Sex, booze, and brain damage

Odor in the court! Odor in the court! If you think something is wrong with our judicial system, it may be because you ran into one of these stinkers.

THE WORKDAY HAD ENDED in Whatcom County District Court, Bellingham, on August 27, 1998. But Judge Edward Ross was still hearing from attorneys standing around chatting. One, a public defender new to the job, had gone to the same school, Tulane, as a deputy prosecutor. Ross lit up.

“Is she one of the babes you bagged in law school?” he asked the prosecutor.

Ross subsequently apologized. But a few months later, at a luncheon, he gossiped aloud that the defender might have slept her way into her job and found himself facing a disciplinary action. Last December, the state Commission on Judicial Conduct (CJC) ordered Ross to undergo gender bias training.

As misconduct cases go, it wasn’t major. But rather than concede boorish behavior, Ross, in his defense, blamed it all on brain damage.

Though he hadn’t raised the claim before, Ross told the CJC an accident in June 1998 had left him with “a significant brain injury” in addition to nerve damage and broken bones. It is, he argued, “typical for persons with a severe brain injury to make spontaneous statements without any advance idea what the contents of the statement will be.”

He was also taking steroids, he noted, and couldn’t remember the babe remark.

The judge has since accepted a state misconduct admonishment. He also has convinced all parties involved that his mental condition was only temporary. He remains on the bench until at least 2003.

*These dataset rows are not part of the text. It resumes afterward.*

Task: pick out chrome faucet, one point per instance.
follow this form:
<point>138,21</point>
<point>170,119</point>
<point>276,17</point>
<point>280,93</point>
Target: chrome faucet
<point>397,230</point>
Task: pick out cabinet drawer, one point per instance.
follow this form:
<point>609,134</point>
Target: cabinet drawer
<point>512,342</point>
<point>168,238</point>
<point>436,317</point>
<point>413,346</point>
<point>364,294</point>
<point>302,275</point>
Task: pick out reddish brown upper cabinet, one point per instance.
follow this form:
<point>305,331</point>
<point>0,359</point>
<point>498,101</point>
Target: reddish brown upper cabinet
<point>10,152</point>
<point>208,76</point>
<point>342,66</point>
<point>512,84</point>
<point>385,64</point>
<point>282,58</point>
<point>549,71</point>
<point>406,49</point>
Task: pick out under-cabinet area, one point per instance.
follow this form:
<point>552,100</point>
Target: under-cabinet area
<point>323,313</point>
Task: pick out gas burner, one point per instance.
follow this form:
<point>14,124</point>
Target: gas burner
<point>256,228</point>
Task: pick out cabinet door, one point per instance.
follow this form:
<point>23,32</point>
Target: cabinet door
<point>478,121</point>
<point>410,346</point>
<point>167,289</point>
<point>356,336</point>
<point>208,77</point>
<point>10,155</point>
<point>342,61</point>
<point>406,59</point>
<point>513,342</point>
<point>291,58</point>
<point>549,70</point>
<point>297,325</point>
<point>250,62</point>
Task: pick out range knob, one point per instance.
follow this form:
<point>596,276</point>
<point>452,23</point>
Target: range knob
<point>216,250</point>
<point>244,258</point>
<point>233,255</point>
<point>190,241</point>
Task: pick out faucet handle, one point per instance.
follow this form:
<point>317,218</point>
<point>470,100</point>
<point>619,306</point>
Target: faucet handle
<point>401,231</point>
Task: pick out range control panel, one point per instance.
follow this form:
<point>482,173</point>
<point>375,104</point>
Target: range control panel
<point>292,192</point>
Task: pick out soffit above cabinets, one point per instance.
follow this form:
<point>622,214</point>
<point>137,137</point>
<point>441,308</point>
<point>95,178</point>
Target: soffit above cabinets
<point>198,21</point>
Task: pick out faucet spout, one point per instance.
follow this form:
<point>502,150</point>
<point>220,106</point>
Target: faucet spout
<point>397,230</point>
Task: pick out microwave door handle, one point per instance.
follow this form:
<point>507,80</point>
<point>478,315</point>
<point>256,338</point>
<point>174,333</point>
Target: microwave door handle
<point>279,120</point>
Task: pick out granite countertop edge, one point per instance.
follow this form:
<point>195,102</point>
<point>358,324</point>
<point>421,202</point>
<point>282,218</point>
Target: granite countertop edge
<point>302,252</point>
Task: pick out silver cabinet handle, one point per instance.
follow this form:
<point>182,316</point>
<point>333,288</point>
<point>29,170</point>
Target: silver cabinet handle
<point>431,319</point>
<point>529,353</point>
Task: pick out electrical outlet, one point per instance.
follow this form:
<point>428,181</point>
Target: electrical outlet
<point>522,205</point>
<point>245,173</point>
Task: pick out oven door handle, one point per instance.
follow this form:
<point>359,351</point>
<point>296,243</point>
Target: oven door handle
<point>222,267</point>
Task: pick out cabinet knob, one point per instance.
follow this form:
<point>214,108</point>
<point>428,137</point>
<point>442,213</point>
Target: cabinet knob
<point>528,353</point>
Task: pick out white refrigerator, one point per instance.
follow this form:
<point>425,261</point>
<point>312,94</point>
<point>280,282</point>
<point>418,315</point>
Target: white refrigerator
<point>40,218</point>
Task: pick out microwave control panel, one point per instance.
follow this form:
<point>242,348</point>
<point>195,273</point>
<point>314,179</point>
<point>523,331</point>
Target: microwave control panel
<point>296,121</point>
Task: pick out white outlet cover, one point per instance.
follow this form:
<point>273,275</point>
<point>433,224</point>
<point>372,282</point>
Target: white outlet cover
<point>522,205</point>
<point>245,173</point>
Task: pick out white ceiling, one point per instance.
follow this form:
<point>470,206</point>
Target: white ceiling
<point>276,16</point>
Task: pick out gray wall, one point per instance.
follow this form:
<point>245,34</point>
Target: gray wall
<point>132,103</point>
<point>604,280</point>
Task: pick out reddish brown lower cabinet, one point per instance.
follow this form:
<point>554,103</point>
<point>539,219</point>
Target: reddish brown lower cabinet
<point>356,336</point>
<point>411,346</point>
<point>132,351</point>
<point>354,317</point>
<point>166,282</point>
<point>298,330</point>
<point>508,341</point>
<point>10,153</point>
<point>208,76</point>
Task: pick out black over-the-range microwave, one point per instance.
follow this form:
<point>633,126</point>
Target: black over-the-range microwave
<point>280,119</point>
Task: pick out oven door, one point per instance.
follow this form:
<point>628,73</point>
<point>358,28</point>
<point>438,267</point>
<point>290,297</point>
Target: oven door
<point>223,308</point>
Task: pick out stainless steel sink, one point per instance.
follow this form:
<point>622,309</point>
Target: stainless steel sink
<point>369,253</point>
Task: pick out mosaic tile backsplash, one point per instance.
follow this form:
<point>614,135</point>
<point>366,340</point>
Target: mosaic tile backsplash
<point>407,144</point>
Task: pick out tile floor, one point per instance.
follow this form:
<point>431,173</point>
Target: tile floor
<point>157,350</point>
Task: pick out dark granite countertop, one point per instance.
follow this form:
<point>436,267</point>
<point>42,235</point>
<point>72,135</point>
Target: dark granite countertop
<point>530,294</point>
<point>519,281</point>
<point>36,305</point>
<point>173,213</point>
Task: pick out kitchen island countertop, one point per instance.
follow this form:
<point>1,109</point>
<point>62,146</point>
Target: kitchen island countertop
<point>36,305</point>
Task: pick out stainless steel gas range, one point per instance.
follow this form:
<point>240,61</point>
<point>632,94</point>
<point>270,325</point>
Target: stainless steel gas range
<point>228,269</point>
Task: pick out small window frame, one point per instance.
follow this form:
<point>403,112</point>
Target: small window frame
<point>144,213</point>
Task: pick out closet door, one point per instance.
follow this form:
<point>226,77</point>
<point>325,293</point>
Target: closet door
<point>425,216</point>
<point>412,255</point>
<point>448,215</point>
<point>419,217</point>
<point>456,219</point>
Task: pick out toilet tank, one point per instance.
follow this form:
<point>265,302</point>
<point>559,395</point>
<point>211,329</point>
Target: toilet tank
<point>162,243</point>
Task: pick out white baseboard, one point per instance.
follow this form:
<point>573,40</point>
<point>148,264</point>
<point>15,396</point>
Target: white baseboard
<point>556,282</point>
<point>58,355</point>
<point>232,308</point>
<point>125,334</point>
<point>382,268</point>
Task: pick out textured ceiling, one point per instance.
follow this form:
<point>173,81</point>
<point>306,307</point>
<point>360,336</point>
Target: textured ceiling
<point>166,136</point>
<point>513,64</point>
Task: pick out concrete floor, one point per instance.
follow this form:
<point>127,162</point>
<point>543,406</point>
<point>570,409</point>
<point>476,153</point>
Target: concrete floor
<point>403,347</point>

THE PRECEDING was a public service announcement for anyone shopping for a Washington judge without significant brain damage.

Here’s another tip: Don’t look in Pierce County.

The county may or may not have the worst judges in the state, but based on current statistics, it has become the asylum for jurists most often disciplined in Washington. Of 14 state public disciplinary actions taken in the last two years against judges in the state’s 39 counties, more than half (eight) were from Pierce County.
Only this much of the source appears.